Bergkamp sees three main reasons for the lack of nuptial enthusiasm among gay couples: less pressure from family and friends, fewer gay couples marrying to have children than their straight counterparts, and a more individualist, less family-orientated mindset among many homosexuals.

“For heterosexuals, it's normal when you're in a steady relationship for more than a year, that a lot of people start asking, 'well when are you getting married?' With two women or two men you don't get that yet,” she explained. “It's only been 10 years, not 100 years.”

For couples who go for it, being able to marry can be moving both on a personal level and as a symbol of the gay community's integration into the mainstream of Dutch society.

“It was a huge step,” said Lin McDevitt-Pugh, who married her American-born wife, Martha, in Amsterdam in May 2001. “For me it was incredible … . I'd been to my brother's wedding and my sister's wedding and their spouses were welcomed into the family. Now finally I was able to have my family take my partner in. The moment we got married there was a switch, she was now one of us.”

McDevitt-Pugh, who is originally from Australia but now holds Dutch citizenship, helps run the Love Exiles Foundation, which supports gay couples who have been forced to live abroad because their homelands won't give legal recognition to their relationship. She says the problem is particularly acute for American gays with foreign partners, who are frequently denied U.S. residency rights.

Even in The Netherlands, tolerance is not limitless. Tighter immigration rules planned by the center-right government would mean that unmarried people would no longer be able to bring non-European partners to live with them in The Netherlands. “This can be horrible for heterosexual couples, but it's even worse for gay couples, who in most cases can't get married somewhere else before they come here,” said McDevitt-Pugh.

The Netherlands' reputation for tolerance has also been dented in recent years by a rise in violent attacks on homosexuals. The trend has been been seized upon by right-wing politicians who blame Muslim immigrant youths for the attacks. It's a theory that many gays reject.

“If you look at Amsterdam there is a problem with Moroccan boys, a small group of them, but if you look at Holland as a whole, you can't say that it's anything to do with Islam,” said Bergkamp.

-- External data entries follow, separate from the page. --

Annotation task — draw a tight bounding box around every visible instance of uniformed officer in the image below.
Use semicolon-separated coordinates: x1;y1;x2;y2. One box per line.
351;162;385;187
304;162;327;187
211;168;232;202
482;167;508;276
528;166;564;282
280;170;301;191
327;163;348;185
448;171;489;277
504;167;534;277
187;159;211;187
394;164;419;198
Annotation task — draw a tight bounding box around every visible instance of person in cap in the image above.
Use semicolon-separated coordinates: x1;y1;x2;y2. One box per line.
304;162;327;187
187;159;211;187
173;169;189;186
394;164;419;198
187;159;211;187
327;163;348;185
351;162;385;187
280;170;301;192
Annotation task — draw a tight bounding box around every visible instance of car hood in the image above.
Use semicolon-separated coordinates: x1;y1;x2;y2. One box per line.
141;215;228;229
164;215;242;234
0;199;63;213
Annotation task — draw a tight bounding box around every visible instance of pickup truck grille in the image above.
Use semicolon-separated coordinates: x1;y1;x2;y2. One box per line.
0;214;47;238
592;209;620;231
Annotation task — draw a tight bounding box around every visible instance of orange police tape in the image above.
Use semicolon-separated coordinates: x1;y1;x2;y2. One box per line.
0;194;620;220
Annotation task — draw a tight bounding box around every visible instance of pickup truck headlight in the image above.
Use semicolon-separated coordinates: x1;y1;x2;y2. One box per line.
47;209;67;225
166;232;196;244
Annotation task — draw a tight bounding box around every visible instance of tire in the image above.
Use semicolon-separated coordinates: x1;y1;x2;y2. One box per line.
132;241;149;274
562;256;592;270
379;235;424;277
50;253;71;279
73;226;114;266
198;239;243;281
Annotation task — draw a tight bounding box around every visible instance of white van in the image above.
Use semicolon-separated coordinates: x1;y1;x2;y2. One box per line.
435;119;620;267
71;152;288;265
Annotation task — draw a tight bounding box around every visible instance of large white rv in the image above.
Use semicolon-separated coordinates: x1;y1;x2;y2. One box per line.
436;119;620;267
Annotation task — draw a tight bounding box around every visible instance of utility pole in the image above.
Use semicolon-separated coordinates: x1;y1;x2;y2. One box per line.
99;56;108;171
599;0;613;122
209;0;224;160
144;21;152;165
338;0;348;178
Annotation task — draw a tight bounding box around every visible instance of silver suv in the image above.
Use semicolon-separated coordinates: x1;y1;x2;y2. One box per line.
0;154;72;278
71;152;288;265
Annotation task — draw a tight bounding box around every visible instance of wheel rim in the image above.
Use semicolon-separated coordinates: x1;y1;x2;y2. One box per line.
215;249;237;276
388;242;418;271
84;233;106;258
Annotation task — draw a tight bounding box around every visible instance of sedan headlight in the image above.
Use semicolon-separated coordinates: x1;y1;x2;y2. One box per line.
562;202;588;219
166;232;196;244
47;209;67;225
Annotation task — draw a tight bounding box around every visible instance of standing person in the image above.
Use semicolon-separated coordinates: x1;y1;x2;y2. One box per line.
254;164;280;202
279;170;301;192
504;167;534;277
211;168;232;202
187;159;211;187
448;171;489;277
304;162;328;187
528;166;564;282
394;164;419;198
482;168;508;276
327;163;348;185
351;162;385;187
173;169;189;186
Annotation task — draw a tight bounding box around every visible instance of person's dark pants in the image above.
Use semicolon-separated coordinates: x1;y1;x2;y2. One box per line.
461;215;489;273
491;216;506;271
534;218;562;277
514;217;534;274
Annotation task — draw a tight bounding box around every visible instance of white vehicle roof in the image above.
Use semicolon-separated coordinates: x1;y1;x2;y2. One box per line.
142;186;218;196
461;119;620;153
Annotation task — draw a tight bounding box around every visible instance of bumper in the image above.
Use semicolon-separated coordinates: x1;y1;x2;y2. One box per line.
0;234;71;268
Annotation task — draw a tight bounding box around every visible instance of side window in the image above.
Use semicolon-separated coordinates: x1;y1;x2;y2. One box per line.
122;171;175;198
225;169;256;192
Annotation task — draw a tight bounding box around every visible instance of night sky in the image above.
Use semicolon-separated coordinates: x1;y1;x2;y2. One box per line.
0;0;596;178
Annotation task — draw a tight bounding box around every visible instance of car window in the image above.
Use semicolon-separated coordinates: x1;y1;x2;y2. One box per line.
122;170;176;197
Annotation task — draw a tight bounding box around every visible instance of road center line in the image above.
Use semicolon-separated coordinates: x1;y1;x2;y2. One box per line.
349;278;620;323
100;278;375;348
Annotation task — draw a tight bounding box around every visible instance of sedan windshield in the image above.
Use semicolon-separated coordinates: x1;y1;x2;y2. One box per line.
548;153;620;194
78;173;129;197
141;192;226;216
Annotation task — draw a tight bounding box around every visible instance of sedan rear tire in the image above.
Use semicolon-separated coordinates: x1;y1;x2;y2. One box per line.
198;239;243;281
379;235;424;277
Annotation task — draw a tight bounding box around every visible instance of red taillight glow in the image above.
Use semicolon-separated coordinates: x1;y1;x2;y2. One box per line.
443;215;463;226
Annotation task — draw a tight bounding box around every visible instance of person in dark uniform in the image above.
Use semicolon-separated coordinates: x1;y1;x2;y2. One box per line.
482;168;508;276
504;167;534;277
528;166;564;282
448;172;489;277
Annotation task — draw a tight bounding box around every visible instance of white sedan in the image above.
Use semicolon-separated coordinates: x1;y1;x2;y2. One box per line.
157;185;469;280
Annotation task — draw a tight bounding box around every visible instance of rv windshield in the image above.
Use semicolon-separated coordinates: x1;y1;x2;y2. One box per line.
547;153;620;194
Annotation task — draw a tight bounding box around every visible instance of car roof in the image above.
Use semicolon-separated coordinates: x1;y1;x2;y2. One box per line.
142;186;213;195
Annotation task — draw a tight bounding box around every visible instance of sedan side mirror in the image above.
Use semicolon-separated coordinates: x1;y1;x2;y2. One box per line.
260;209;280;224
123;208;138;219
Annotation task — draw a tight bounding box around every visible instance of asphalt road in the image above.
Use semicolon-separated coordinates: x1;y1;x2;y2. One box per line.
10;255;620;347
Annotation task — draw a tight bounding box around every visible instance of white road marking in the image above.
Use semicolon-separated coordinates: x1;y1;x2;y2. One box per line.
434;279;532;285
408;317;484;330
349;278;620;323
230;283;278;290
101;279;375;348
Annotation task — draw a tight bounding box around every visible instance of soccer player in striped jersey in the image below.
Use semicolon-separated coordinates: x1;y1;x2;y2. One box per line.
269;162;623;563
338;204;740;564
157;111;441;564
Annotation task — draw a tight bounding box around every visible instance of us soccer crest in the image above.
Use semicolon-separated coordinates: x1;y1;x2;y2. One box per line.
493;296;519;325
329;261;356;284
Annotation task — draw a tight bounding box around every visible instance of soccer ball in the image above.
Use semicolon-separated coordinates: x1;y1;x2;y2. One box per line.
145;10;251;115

“A big part of Dutch society accepts that two men or two women can marry, but there will always be a small part that says marriage is just for a man and a woman,” she said. “Social acceptance in Holland has grown over the past years, but when people see two women kissing, or two men walking hand-in-hand, some people still may take offense.”

Concerned by the negative publicity triggered by attacks on gays and the closure of some emblematic gay bars, Amsterdam's City Hall is keen to re-establish the city's reputation as a gay capital. There's talk of a gay museum or public support to strengthen the gay character of certain neighborhoods. The municipal website proudly promotes gay-friendly attractions and City Hall is hosting a small exhibition to celebrate the anniversary of gay marriage. It includes a slideshow of wedding photos featuring grooms in black T-shirts, cowboy suits or matching top hats and tails, brides both in slinky mini-skirts, and a smiling lesbian couple greeted by an air force honor guard after their ceremony.

Having led the way for gay rights around the world, however, Amsterdam may struggle now to re-establish itself as Europe's preeminent gay city simply because the tolerance that it pioneered is no longer unique to the Dutch capital. Belgium, Spain, Norway, Sweden, Portugal and Iceland have all followed The Netherlands in legalizing same-sex marriage and cities from Madrid to Berlin now have thriving gay scenes to rival the bars and clubs of Amsterdam.

“Ten years ago we were the really THE gay country of the world and Amsterdam was the gay capital. Now it's really difficult to stay in that position," Bergkamp admitted. "You see other countries like Spain, even Portugal are increasing their tolerance. But Amsterdam is still a great place for gay people.”